En ajoutant une phase de Simulation, vous pouvez :
- Modéliser l’incertitude et quantifier les risques avant de mettre en œuvre les changements.
- Tester virtuellement différentes solutions afin d’identifier la conception optimale.
- Réduire les coûts et les délais en évitant les essais-erreurs en environnement réel.
- Renforcer la confiance des parties prenantes en présentant des prévisions basées sur des données quant aux résultats attendus.
La simulation en action : Monte Carlo (hors secteur industriel)
Imaginons qu’une équipe financière souhaite améliorer les délais de traitement des factures. Les données de référence montrent que le traitement prend entre 2 et 10 jours, alors que l’exigence client est de garantir 95 % de livraisons dans les délais (c’est-à-dire sous 7 jours).
En utilisant la simulation de Monte Carlo dans Minitab Workspace, il est possible de simuler 10 000 cycles de traitement avec la variabilité actuelle. Les résultats révèlent qu’aujourd’hui, seulement 72 % des factures sont traitées dans les délais.
Avant de mettre en œuvre des améliorations — comme l’automatisation des validations ou la standardisation des modèles — visant à réduire la variabilité, vous pouvez tester ces scénarios en simulation.
Accédez dès maintenant à la simulation de Monte Carlo
La simulation en action : événements discrets (hors secteur industriel)
Un hôpital entreprend de repenser l’organisation de son service des urgences. Le flux des patients dépend des schémas d’arrivée, du tri, de la disponibilité des salles et de la planification du personnel. Tester des changements directement dans un service d’urgences en activité serait à la fois peu pratique et risqué.
Avec la simulation, l’hôpital modélise les arrivées des patients et leur parcours au sein du système. Différents scénarios sont évalués : ajout d’infirmiers au tri, ajustement des chevauchements d’horaires, ou encore réorganisation des circuits patients.
La simulation permet d’identifier quelles modifications réduisent les temps d’attente et augmentent le débit de patients, sans surdimensionner les ressources. Cette expérimentation virtuelle aide les décideurs à prendre des décisions éclairées, sûres et économiquement pertinentes.
Accédez à la simulation à événements discrets
La simulation en action : Monte Carlo (industrie manufacturière)
Imaginons une opération de moulage par injection cherchant à améliorer son rendement. Les taux de rebut varient fortement d’une équipe à l’autre, en lien avec le temps de cycle, le refroidissement et la variabilité des lots de matière.
En utilisant la simulation de Monte Carlo avec Minitab, l’usine modélise le rendement en fonction des distributions du temps de cycle et du temps de refroidissement. Les résultats montrent qu’une réduction de 10 % du temps de cycle entraîne une augmentation du risque de défauts de plus de 30 %.

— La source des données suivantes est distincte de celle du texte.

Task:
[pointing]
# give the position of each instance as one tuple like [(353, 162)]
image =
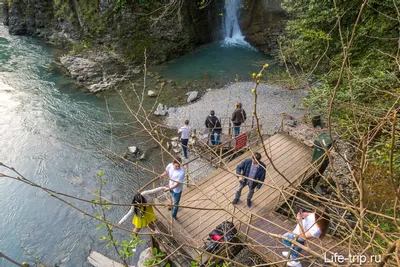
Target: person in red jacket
[(214, 126)]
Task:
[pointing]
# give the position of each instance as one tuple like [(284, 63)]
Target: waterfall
[(232, 33)]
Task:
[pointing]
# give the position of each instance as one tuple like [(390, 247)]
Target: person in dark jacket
[(252, 168), (238, 117), (214, 126)]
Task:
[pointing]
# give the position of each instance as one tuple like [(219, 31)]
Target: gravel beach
[(272, 100)]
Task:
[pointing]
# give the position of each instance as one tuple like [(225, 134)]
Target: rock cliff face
[(262, 22), (27, 17)]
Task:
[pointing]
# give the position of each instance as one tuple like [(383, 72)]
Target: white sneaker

Plutôt que de chercher à tout prix à raccourcir les temps de cycle, la simulation permet ainsi de maintenir leur stabilité et d’optimiser la conception du système de refroidissement.
La simulation en action : la simulation à événements discrets (industrie MANUFACTURIÈRE)
Imaginons qu’une entreprise souhaite réorganiser une ligne de conditionnement pour intégrer un nouveau produit. Plutôt que d’investir immédiatement dans un nouvel aménagement, elle peut recourir à la simulation pour évaluer différents scénarios d’implantation, en tenant compte des distances parcourues par les opérateurs, des temps de cycle des machines et de la capacité des convoyeurs.
La simulation permet ainsi d’identifier la configuration optimale avant de s’engager dans des travaux ou des investissements.
Intégrez la simulation à votre démarche DMAIC
L’amélioration des processus ne se limite plus aujourd’hui à une bonne analyse — elle exige une véritable capacité d’anticipation. En intégrant la simulation au DMAIC, les organisations peuvent accélérer leurs projets, réduire les risques et obtenir des résultats plus fiables.
N’est-il pas temps de faire évoluer notre vocabulaire ? Le DMAIC nous a bien servis, mais l’avenir appartient au DMASIC.